Wait at least a year after the current version of Windows comes out. After Service Pack 1. Or risk trying to enjoy creativity on a foundation of Win 98.
ME.
Or Vista.
(INSERT BARFING SMILEY HERE)
Get a feel for how the current version of Cake is doing. Watch here to find out what's stable and what still has growing pains.
Once all the threads are about how to do this or that, not about fixing major problems, and the bug fix versionshave slowed to less than one in 4 or 5 months, look around at people who aren't complaining, and see what hardware they are using.
Add between 25 and 50 percent more RAM and processor power. If you time it right, you'll pay less for this hardware than the ginnee pigs did when it was cutting edge (and still fulla bugs).
If there's been major upgrades in interface hardware, pick out a new one of those too, again, something thats working stable for a LOT of people.
Decide what you're going to do with the DAW, and choose your plugs. No bridges or work arounds.
Aim for a machine you can feel comfortable with for at least 4 years. Patch the OS, protect it as you will, patch that to date, install the DAW, install the pkugs, and test it for functionality quickly, while you are still in your return/warranty/gimme my money back window.
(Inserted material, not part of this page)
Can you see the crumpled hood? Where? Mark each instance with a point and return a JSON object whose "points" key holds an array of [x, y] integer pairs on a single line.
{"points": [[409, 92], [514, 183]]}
If its working reasonably well, lock it down, back it up, image it. If the hardware/OS/DAW stars don't line up in 4 years, you might have to make it last 8. I still have my DOS box and it ran fine last time I hooked it up.Ditto Win98SE, ditto XP w Sonar 7.
Either get it off the net, or be very selective about how and when you do allow it online. On and off, unplug the cable and turn off wireless. You don't have to patch an OS or security software for a box thats offline. If it runs today it will run tomorrow if you don't change it. Barring hardware failure and you can find replacements in these kinds of timeframes.
Place your new DAW close to the old one. Play with it. Watch the videos and learn the basic functions. Videos on your smartphone, tablet, laptop, anything but the DAW. You can pick up a new net machine for $250 and useuse an old monitor or multi task one of the DAW monitors, this is actually useful in many ways.You can buy an old Galaxy S for $50 to $100, run it on wireless and use the HDMI out as yet anither option.
Run some test projects on your new DAW. Fly a less critical current project across on DVD and see how it impirts, translates, and even exports to the old DAW. BE SURE TO CHANGE FILENAMES WHEN EXPORTING BACK TO THE OLD DAW, OR RISK VERSION CORRUPTION.
If you can, cut over to the new DAW with new projects. If you have to bounce back and forth, the abovevtest preps you what to expect. Use hard copies for transfer, or, swap/clone/image data drives. If you have to transfer via network, disconnect BOTH from the net and move everything at once.
Plan a cutoff date for the old DAW. Keep it hot and viable till you can't remember the last time you accessed it. Then pack it carefully, with monitor, spare mouse and KB, interface, OS, DAW, and plug discs, plus several writable empties, in a safe place.
Treat it like an old tape machine you may need again soon. In reality, it is even more important than that.